I love this piece by Nona Willis-Aronowitz, called Til Debt Do Us Part:
When I graduated from a private liberal arts school in 2006, I thought I had gotten away scot-free. Thanks to savvy parents and a generous grandma, I graduated without any student-loan debt. But then I fell in love with Aaron, who had taken out $30,000 in loans to finance his film degree. When we got married in 2009, his monthly $250 bill became mine, too. So instead of squirreling away to buy a home, we’ve spent our first years of marriage chipping away at his debt. It doesn’t change how I feel about him, but it does add an extra layer of stress. His $30,000 ball and chain feels like it will be around forever.
It hits close to home for me this week, as Dustin and I are finalizing our FAMILY BUDGET. Or okay, I am sending him manic, nesting-fueled emails about it while he’s at work. We still haven’t combined our finances or opened up a joint account, which is something we’ve meant to do for over a year now. Why not add that to the To-Do This Week Before There Is a Baby list, right?
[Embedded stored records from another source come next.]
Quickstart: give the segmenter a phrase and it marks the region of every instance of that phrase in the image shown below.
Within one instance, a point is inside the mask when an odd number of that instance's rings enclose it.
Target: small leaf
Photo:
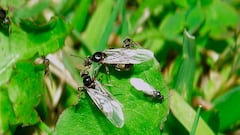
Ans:
[[[43,71],[28,62],[17,63],[7,85],[9,99],[16,115],[16,124],[33,125],[39,121],[34,109],[43,92]]]
[[[60,49],[64,39],[70,31],[65,22],[57,17],[52,18],[49,24],[40,26],[39,30],[33,23],[25,23],[25,27],[35,27],[32,31],[24,31],[11,24],[12,31],[9,35],[0,33],[0,74],[20,59],[29,59],[35,56],[46,55]],[[39,27],[39,26],[38,26]]]
[[[193,9],[191,9],[188,13],[186,21],[188,24],[188,31],[190,33],[196,32],[204,21],[202,9],[199,6],[196,6]]]
[[[11,124],[15,123],[12,103],[6,88],[0,88],[0,134],[10,132]]]
[[[240,110],[236,109],[236,103],[239,102],[240,87],[229,90],[213,101],[215,108],[219,111],[221,131],[229,129],[239,122]]]

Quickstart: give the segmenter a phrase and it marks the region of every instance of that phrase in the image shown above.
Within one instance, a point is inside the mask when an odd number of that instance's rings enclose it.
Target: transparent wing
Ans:
[[[117,48],[103,51],[107,57],[105,64],[140,64],[154,58],[153,52],[147,49]]]
[[[87,93],[103,112],[108,120],[116,127],[124,125],[122,105],[119,103],[98,81],[95,81],[95,89],[87,88]]]
[[[140,78],[131,78],[130,83],[136,90],[142,91],[150,96],[153,96],[154,91],[156,91],[151,85]]]

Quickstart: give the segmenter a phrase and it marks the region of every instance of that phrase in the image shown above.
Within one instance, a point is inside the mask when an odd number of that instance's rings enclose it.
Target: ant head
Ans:
[[[80,73],[80,76],[81,76],[82,78],[85,78],[86,76],[89,76],[89,72],[86,71],[86,70],[84,70],[84,71],[82,71],[82,72]]]
[[[160,91],[154,91],[154,100],[162,103],[164,101],[164,96],[160,93]]]
[[[90,57],[87,57],[85,60],[84,60],[84,64],[83,64],[85,67],[86,66],[90,66],[92,65],[92,60]]]
[[[106,54],[105,53],[103,53],[103,52],[95,52],[93,54],[91,60],[94,61],[94,62],[100,62],[104,58],[106,58]]]
[[[7,13],[4,9],[0,8],[0,19],[5,19]]]

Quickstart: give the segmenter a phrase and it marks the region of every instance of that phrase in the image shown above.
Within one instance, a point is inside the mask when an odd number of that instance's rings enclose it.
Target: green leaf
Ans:
[[[204,21],[202,9],[199,6],[191,9],[187,15],[186,22],[190,33],[196,32]]]
[[[219,96],[213,101],[215,108],[219,111],[220,130],[224,131],[239,123],[240,110],[236,104],[240,102],[240,87],[235,87],[229,92]]]
[[[0,106],[0,134],[4,134],[11,132],[10,126],[16,119],[8,91],[4,87],[0,88]]]
[[[115,20],[116,20],[116,18],[118,16],[119,9],[123,8],[123,5],[124,5],[124,1],[123,0],[118,0],[117,1],[116,7],[113,9],[113,12],[112,12],[111,17],[109,18],[109,21],[107,23],[107,26],[106,26],[106,28],[105,28],[105,30],[103,32],[101,40],[98,43],[97,51],[102,51],[102,50],[104,50],[106,48],[109,36],[110,36],[110,34],[112,32],[112,28],[113,28],[114,22],[115,22]]]
[[[15,124],[33,125],[39,121],[34,109],[43,92],[43,70],[29,62],[17,63],[7,85],[9,99],[16,116]]]
[[[90,52],[95,52],[96,48],[98,48],[111,16],[113,3],[112,0],[101,1],[88,23],[83,42],[90,49]]]
[[[159,64],[156,61],[149,61],[134,65],[129,72],[117,72],[109,68],[110,83],[113,86],[104,87],[122,103],[124,127],[119,129],[112,125],[85,94],[85,98],[82,96],[77,106],[70,107],[61,114],[55,134],[160,134],[159,128],[169,111],[169,93],[159,72]],[[101,76],[104,85],[108,82],[108,75],[99,72],[98,78]],[[155,103],[150,97],[135,90],[129,82],[133,76],[144,79],[160,90],[165,96],[165,101]]]
[[[14,11],[13,20],[18,23],[20,19],[36,17],[38,14],[42,13],[43,10],[49,6],[50,6],[49,0],[41,0],[38,3],[34,4],[32,7],[29,7],[29,5],[26,4],[21,8],[17,8]]]
[[[184,35],[183,61],[178,71],[175,89],[190,102],[195,71],[195,37],[186,30]]]
[[[182,32],[184,28],[186,11],[179,10],[174,14],[169,13],[166,15],[159,27],[162,35],[167,39],[175,39],[177,35]]]
[[[211,37],[225,39],[228,27],[237,28],[238,13],[225,2],[215,1],[206,9],[205,14],[206,23],[200,31],[201,34],[210,32]]]
[[[190,133],[196,112],[189,106],[184,99],[175,91],[171,91],[170,108],[173,115],[182,123]],[[196,135],[214,135],[204,120],[200,117],[196,129]]]
[[[6,71],[14,63],[21,59],[29,59],[35,56],[46,55],[63,47],[64,39],[70,31],[65,22],[57,17],[43,26],[25,22],[24,31],[11,24],[9,36],[0,33],[0,74]],[[33,28],[34,29],[30,29]],[[29,28],[29,29],[26,29]],[[41,30],[40,30],[41,29]]]
[[[1,7],[8,8],[8,7],[14,7],[19,8],[23,4],[26,4],[27,0],[1,0],[0,5]]]
[[[74,12],[72,24],[78,32],[84,29],[90,4],[91,0],[82,0],[78,3],[77,9]]]

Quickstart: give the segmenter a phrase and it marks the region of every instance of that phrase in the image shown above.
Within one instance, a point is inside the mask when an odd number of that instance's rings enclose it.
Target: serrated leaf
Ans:
[[[99,73],[98,77],[101,76],[104,85],[108,82],[106,72]],[[150,97],[135,90],[130,85],[130,78],[133,76],[143,78],[160,90],[166,100],[155,103]],[[82,98],[77,106],[63,112],[57,122],[55,134],[160,134],[160,125],[166,120],[169,111],[169,93],[159,72],[159,64],[151,61],[134,65],[129,72],[117,72],[110,67],[110,83],[113,86],[105,87],[123,104],[123,128],[112,125],[90,98]]]
[[[17,63],[7,85],[9,99],[16,116],[15,124],[32,125],[39,121],[34,109],[43,92],[43,71],[29,62]]]
[[[229,92],[219,96],[213,101],[215,108],[219,111],[220,130],[224,131],[239,123],[240,110],[236,104],[240,102],[240,87],[235,87]]]

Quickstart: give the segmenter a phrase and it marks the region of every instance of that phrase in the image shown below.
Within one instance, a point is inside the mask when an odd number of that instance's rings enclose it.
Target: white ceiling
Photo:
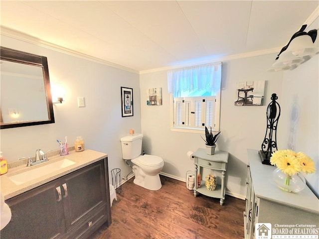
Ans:
[[[2,0],[0,4],[2,33],[14,30],[140,72],[281,48],[312,15],[318,17],[319,1]]]

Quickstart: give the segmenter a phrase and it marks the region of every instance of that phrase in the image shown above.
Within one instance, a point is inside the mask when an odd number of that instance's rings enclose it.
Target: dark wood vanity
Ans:
[[[107,156],[9,198],[5,239],[87,238],[111,223]]]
– deep clean the whole house
– write that novel I always swore I’d write before I had a kid?
– sterilize bottles
– open a joint account
– LABOR
Anyway our plan has always been to do the thing where we put your income in a shared account, which we’d use to pay bills and rent and buy groceries, and then transfer a biweekly “allowance” to each of our own personal checking accounts that we can use for whatever we want. Going out to eat, drinks with friends, clothes, gifts, books, savings for bigger purchases, etc. I sent the email over to Dustin for his approval — err, feedback. He reminded me that he signed us up for wind energy, so our electric bill was not actually $40, more like $75 a month (hidden expenses of shacking up with a leftist, though that’s probably its own post), and that his student loan payment was not $150, it was more like $200.
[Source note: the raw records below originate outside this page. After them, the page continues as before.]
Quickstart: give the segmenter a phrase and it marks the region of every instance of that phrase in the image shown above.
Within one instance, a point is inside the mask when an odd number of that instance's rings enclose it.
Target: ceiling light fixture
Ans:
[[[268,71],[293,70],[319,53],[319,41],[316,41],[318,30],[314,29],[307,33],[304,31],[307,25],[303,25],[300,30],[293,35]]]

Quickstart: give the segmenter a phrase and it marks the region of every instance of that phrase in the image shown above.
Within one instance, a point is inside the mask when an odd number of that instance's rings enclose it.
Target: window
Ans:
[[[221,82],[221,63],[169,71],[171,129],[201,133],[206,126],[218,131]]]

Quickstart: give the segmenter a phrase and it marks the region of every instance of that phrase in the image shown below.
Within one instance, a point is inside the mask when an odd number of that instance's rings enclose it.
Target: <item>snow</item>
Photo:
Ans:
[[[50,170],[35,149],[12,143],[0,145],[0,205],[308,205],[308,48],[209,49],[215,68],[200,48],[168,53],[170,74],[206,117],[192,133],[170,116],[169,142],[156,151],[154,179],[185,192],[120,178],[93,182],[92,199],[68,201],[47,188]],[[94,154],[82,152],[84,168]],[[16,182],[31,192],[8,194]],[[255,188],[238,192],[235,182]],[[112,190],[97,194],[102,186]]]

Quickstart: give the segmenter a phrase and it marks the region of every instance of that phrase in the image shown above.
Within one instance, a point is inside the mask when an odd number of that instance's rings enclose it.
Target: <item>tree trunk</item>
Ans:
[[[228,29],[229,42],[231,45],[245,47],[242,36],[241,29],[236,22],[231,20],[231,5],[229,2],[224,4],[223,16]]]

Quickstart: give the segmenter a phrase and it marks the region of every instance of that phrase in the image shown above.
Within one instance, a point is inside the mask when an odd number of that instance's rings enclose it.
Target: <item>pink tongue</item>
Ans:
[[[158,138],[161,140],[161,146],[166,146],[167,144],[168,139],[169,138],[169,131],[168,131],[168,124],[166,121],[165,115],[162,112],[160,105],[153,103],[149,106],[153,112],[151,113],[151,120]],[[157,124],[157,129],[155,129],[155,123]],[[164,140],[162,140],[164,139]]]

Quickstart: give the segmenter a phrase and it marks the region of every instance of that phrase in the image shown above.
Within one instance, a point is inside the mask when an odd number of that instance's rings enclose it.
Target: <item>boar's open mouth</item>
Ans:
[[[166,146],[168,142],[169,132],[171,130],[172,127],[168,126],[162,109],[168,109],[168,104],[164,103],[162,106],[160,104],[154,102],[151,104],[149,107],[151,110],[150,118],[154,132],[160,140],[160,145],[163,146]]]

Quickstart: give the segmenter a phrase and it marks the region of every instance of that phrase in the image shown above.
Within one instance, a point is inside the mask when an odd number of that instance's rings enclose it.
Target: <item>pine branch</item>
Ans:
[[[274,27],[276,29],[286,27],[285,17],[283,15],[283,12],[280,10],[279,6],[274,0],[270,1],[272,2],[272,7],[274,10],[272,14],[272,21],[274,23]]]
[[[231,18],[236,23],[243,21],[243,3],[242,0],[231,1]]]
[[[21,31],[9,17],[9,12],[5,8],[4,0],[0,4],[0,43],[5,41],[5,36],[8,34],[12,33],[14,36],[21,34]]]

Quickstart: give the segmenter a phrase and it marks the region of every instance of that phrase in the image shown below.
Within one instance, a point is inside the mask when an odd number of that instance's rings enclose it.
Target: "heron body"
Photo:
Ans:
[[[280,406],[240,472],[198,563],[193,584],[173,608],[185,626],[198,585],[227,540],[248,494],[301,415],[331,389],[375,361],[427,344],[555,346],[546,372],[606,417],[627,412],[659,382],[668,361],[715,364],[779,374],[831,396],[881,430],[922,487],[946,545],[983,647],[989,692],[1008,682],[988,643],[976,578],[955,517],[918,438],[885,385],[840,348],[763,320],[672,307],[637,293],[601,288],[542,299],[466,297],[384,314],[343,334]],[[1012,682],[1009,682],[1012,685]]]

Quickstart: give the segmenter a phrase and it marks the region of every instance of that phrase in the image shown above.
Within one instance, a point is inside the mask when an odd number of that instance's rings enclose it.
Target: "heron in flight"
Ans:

“But shouldn’t that come from my ‘fun money’?” he gchatted me. [By the way, if anyone has a better term for it than ‘fun money’ or ‘allowance’ I’d love to hear it.]
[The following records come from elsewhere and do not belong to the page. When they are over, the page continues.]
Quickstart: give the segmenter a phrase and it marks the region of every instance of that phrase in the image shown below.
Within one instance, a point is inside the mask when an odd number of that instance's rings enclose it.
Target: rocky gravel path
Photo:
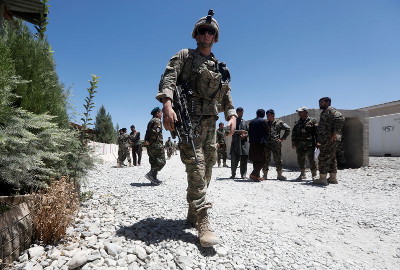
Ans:
[[[186,222],[187,183],[179,156],[167,160],[158,174],[164,184],[154,186],[143,177],[149,170],[144,156],[140,167],[106,163],[92,171],[82,189],[94,194],[82,204],[66,243],[33,247],[16,266],[400,269],[400,158],[371,157],[369,167],[339,171],[339,184],[326,187],[296,180],[298,173],[290,169],[286,181],[256,183],[229,179],[230,168],[216,167],[209,212],[221,244],[204,248]]]

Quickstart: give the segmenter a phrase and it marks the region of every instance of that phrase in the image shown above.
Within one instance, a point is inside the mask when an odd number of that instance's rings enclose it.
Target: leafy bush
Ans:
[[[59,81],[51,47],[46,36],[36,39],[22,20],[16,19],[4,22],[4,35],[0,38],[8,48],[14,73],[29,81],[13,89],[18,96],[14,105],[35,114],[48,113],[55,116],[52,122],[66,127],[68,93]],[[0,58],[0,60],[3,59]],[[3,78],[2,73],[0,72],[0,78]]]
[[[78,209],[76,195],[73,184],[63,177],[36,197],[32,221],[38,240],[52,244],[65,234]]]

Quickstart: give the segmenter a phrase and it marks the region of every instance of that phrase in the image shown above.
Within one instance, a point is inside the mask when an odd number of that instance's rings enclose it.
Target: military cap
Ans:
[[[157,113],[157,112],[158,112],[158,111],[160,111],[160,107],[156,107],[156,108],[152,110],[152,112],[150,113],[150,114],[151,114],[152,115],[154,115],[154,114]]]
[[[306,106],[302,106],[300,108],[299,108],[297,110],[296,110],[296,112],[302,112],[302,111],[308,112],[308,108],[307,108]]]

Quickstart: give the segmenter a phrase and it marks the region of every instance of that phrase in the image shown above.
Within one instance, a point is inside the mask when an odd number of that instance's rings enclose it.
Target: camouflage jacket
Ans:
[[[216,130],[216,143],[219,144],[226,144],[225,136],[229,134],[229,131],[224,129]]]
[[[328,143],[334,133],[336,134],[336,139],[340,141],[342,140],[342,128],[344,124],[344,117],[338,110],[333,107],[321,113],[320,117],[320,126],[318,128],[318,139],[320,143]]]
[[[318,138],[318,122],[315,119],[307,117],[304,121],[299,119],[294,122],[292,132],[292,145],[314,147]]]
[[[140,144],[140,133],[137,131],[136,133],[130,132],[130,141],[133,143],[132,145],[139,145]]]
[[[230,86],[228,82],[222,81],[218,63],[212,54],[205,56],[198,50],[180,51],[168,62],[156,98],[160,102],[165,97],[172,100],[176,84],[188,84],[192,92],[187,95],[190,114],[200,115],[204,111],[204,115],[218,118],[218,113],[224,112],[226,121],[232,116],[238,117],[230,97]]]
[[[166,148],[172,149],[173,148],[174,148],[174,145],[172,145],[172,142],[171,141],[166,141]]]
[[[144,140],[150,143],[150,144],[157,143],[163,144],[162,125],[160,119],[154,117],[150,120],[147,125]]]
[[[122,133],[118,135],[117,141],[118,142],[118,146],[129,147],[129,142],[130,141],[130,136],[126,133]]]
[[[281,120],[275,119],[273,121],[268,121],[268,126],[270,127],[270,134],[266,136],[266,144],[272,146],[281,147],[281,144],[278,140],[281,138],[286,139],[290,133],[290,128]],[[284,131],[283,136],[280,137],[281,130]]]

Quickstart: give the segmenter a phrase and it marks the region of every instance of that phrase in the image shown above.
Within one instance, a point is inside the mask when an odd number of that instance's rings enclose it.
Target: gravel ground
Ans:
[[[221,240],[214,249],[202,247],[186,224],[187,183],[179,156],[167,160],[158,174],[164,184],[154,186],[144,177],[150,169],[145,153],[140,167],[106,163],[92,171],[82,189],[94,195],[68,229],[68,242],[34,247],[36,253],[31,248],[16,266],[400,268],[400,158],[371,157],[370,166],[340,170],[339,184],[326,187],[296,180],[296,170],[284,170],[286,181],[256,183],[229,179],[230,168],[216,167],[208,192],[212,224]],[[276,177],[274,168],[270,172]]]

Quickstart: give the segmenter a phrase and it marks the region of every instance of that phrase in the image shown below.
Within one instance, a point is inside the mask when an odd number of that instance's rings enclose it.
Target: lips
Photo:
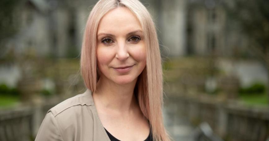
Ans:
[[[134,65],[124,66],[122,67],[117,67],[117,68],[113,68],[116,71],[119,73],[125,73],[127,72],[133,68],[133,66]]]

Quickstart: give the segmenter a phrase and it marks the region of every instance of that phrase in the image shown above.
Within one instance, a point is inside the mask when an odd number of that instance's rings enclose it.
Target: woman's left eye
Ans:
[[[131,41],[133,42],[136,42],[141,39],[139,36],[133,36],[131,37],[130,39],[128,40],[128,41]]]

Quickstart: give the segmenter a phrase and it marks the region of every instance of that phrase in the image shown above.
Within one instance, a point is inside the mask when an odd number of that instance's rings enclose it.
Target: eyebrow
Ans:
[[[132,34],[133,34],[134,33],[136,33],[137,32],[142,32],[142,30],[135,30],[133,31],[132,31],[132,32],[127,34],[126,35],[127,36],[129,35],[131,35]],[[108,34],[108,33],[100,33],[98,34],[97,34],[97,37],[99,37],[100,35],[105,35],[106,36],[112,36],[112,37],[115,37],[115,35],[113,35],[112,34]]]

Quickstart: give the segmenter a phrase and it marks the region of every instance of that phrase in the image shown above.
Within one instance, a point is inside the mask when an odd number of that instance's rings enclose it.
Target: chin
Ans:
[[[130,76],[124,76],[114,78],[113,81],[116,83],[121,85],[127,84],[136,81],[136,77],[134,78]]]

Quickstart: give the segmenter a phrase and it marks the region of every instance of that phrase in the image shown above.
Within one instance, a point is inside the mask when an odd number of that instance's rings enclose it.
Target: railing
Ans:
[[[235,102],[187,95],[167,99],[166,103],[177,107],[177,112],[194,124],[208,123],[225,140],[265,141],[269,137],[268,108],[246,107]]]
[[[55,105],[0,110],[0,141],[34,140],[46,113]]]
I pictured me out to dinner with friends, laughing over sushi, while he was at home logging into SallieMae. My answer was something like, Hell no! This is why we’re doing this in the first place! His debt, after all, is a fixed expense, and one I want us to get better at paying down each month. The idea of paying for it with money that is partly mine really doesn’t bother me at all, although part, if not all, of that is likely due to the fact that 1. we can afford it, and 2. I had student debt in the same amount that I was able to pay off in full thanks to a lucky stock break. Maybe paying his debt off monthly, little by little like a normal person, assuages my windfall guilt?
When we got engaged, he gave me an antique ring on the top of a mountain on a hike in Vermont, and I paid off his credit card. Both gestures felt equally romantic. Though I did ask him, a few weeks later, if he had charged the ring to his credit card. He said no, and laughed. No I did not buy myself an engagement ring.
Not that it would really bother me. To me, and I know it’s a personal thing and everyone feels differently, but to me, his debt feels like my debt (not that it’s lost on me that if we ever split up, he will have to finish paying it off). My money, to me, is “our money.” Dustin, being on the other side of things, is much more hesitant, but we’re getting there. Slotting that student loan payment right into our budget makes me feel safe and teamed up and above all very lucky that we can, for now, afford to pay it without wincing too much. That liberal-ass Oberlin education is part of what made him the man I love, after all, even if it is partly to blame for our 75 dollar electric bill.